Accor to build one-third of its new China hotels in tourist spots
Accor, Europe's largest hotel operator, says it will build about a third of its 100 planned mainland hotels in tourist destinations as rising wealth leads to growing leisure travel and oversupply in cities depresses room tariffs.
Domestic tourism on the mainland was "growing at a rate of knots", Michael Issenberg, Accor's Asia-Pacific chairman, said last week.
That was making tourist spots more attractive than many urban sites, he said.
"If people acquire wealth, they want to travel," Issenberg said. "That's been the big change. Even five years ago, it was all cities."

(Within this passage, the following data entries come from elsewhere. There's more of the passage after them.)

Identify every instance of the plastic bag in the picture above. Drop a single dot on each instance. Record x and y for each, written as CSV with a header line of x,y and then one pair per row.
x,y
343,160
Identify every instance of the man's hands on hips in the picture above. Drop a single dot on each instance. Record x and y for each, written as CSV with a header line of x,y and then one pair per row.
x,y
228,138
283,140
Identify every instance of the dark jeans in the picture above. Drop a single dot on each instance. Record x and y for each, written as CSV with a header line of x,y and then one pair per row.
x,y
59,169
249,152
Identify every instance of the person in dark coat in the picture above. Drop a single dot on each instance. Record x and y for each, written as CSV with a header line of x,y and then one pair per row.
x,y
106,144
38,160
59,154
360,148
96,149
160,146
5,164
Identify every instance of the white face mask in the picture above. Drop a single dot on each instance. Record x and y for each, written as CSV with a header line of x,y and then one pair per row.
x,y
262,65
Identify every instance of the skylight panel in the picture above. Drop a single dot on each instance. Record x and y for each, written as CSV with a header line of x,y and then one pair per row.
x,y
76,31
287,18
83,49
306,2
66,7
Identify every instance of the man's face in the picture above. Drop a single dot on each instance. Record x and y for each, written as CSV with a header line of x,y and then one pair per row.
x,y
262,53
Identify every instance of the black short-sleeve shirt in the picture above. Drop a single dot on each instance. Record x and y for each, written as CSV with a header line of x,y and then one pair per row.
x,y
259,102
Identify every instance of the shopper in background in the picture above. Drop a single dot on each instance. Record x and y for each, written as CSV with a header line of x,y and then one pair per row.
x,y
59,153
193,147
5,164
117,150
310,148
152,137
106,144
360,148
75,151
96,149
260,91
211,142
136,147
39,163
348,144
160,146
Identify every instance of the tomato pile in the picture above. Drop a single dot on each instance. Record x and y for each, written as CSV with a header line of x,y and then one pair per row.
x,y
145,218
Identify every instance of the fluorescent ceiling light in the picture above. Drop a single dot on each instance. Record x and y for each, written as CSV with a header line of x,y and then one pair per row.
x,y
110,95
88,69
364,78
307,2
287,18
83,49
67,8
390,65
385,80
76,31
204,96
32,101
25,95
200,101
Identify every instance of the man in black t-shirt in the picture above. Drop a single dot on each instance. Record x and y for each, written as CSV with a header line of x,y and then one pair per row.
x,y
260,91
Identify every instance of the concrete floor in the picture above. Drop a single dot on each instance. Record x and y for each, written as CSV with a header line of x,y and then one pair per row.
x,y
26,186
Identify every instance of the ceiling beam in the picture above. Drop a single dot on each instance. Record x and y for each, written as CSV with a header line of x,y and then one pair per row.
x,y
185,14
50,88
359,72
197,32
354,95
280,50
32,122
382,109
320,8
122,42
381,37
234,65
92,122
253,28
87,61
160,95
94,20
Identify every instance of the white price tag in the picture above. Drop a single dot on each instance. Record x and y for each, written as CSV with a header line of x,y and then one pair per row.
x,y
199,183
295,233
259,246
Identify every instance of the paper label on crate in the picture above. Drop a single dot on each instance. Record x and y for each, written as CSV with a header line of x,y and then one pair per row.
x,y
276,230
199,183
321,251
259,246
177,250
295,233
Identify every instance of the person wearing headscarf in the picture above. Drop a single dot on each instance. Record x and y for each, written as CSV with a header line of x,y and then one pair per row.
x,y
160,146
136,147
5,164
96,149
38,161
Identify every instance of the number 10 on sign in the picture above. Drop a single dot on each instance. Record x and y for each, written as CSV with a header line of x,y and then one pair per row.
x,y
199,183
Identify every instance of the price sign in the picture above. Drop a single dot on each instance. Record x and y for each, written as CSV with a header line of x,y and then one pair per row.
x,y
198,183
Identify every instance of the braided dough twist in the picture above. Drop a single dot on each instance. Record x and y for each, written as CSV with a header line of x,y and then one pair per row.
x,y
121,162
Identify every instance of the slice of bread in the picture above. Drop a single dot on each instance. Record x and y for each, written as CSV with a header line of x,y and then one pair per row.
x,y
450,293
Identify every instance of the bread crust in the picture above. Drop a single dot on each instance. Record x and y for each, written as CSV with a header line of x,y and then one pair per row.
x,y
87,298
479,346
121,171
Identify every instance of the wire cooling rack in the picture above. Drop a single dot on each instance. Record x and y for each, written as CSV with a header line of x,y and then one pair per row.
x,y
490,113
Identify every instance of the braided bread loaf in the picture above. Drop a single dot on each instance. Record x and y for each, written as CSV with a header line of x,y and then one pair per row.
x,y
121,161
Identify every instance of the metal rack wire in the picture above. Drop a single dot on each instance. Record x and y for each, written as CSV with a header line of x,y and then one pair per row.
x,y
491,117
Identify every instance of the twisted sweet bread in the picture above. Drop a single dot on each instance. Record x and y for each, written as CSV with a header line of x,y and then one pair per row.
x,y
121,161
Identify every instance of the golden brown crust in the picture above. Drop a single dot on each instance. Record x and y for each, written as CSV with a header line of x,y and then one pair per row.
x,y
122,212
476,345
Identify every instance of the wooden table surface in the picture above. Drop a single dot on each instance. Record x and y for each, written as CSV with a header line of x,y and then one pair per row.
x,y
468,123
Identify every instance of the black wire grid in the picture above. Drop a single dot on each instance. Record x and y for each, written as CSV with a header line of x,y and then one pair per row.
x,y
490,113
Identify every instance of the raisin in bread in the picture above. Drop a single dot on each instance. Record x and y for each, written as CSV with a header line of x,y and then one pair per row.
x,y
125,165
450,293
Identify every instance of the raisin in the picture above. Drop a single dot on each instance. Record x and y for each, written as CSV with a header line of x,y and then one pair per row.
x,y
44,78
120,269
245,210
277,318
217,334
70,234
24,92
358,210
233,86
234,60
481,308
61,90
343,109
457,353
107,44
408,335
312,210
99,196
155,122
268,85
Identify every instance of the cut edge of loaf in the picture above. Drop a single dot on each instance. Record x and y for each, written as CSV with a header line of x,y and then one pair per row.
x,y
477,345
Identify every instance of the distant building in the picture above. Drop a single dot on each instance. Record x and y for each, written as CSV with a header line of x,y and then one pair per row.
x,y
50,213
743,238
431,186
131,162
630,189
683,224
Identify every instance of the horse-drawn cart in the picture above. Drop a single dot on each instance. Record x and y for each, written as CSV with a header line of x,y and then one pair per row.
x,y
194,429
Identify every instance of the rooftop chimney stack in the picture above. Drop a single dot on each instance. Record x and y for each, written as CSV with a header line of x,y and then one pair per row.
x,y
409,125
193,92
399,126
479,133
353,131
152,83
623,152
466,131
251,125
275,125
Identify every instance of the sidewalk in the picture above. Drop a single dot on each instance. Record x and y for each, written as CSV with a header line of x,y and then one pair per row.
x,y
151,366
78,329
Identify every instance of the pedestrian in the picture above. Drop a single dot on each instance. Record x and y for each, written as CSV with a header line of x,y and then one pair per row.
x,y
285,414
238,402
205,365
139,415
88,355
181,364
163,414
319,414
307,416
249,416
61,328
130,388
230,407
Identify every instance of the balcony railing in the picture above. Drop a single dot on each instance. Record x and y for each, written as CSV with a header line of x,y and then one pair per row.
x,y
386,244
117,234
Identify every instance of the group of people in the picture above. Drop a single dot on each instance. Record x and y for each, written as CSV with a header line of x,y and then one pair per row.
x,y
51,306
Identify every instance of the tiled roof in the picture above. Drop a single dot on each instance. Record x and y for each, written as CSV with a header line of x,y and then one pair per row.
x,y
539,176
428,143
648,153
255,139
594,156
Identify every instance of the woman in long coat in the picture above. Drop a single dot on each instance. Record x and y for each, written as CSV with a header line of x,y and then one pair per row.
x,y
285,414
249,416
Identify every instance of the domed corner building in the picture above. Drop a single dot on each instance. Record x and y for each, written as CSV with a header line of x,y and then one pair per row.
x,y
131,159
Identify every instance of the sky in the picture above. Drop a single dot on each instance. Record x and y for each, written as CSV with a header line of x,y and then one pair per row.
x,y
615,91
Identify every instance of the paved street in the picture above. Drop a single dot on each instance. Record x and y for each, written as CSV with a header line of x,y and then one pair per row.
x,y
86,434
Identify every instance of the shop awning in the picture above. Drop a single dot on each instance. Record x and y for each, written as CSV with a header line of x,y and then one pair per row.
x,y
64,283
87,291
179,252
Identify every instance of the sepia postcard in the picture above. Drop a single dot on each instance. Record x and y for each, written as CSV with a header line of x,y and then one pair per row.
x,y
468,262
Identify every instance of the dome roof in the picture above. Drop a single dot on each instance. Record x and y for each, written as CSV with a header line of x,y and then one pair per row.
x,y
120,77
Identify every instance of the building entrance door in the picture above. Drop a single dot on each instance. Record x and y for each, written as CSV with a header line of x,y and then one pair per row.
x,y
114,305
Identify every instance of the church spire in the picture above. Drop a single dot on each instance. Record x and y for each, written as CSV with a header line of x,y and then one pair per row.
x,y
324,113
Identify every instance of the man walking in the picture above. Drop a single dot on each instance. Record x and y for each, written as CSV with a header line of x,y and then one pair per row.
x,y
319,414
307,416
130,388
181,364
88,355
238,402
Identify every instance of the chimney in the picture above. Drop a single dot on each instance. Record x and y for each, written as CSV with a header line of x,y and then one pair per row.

The French hotel giant has already opened sites on ski slopes near the North Korean border, a beach resort on tropical Hainan island and a central Chinese forest park among its 128 mainland hotels. That will help it capitalise on domestic tourist trips that are forecast to grow by about 11 per cent a year in the next four years, according to data from Euromonitor International.
Other international leisure companies are also targeting the mainland market. Swedish fashion chain Hennes & Mauritz has opened a store in Zhangjiajie, which serves central Hunan province's scenic Wulingyuan national park. The town is also home to an Accor Pullman hotel.
China overtook Germany in 2012 to become the largest outbound tourism market, according to the United Nations World Tourism Organisation. International spending by Chinese travellers rose 26 per cent last year to US$129 billion, the agency said this month.
Expansion by domestic and international companies on the mainland has slowed some hotel operators' ability to increase room rates.
InterContinental Hotels' revenue per available room in China rose just 0.7 per cent year on year in the third quarter of last year, according to company filings.
Hotels in eastern China filled about 64 per cent of rooms in April. That compares with occupancy rates of about 70 per cent in Accor's economy hotels globally and 68 per cent in its upper- and mid-market locations last year.
"The oversupply can be chronic if things keep getting built, but if the supply even starts to moderate, demand will catch up," Issenberg said.
The chain was also building six new hotels in Myanmar amid rising foreign investment in the country, he said. A first site will open next month in the capital Naypidaw with others to follow in Yangon and at scenic Inle Lake.
Setting up credit-card payment networks, getting insurance and training workers was still a challenge in a country that had little experience with tourism, he said.
Myanmar had about 36,177 tourist arrivals in August last year, compared with 2.4 million during the same month in neighbouring Thailand.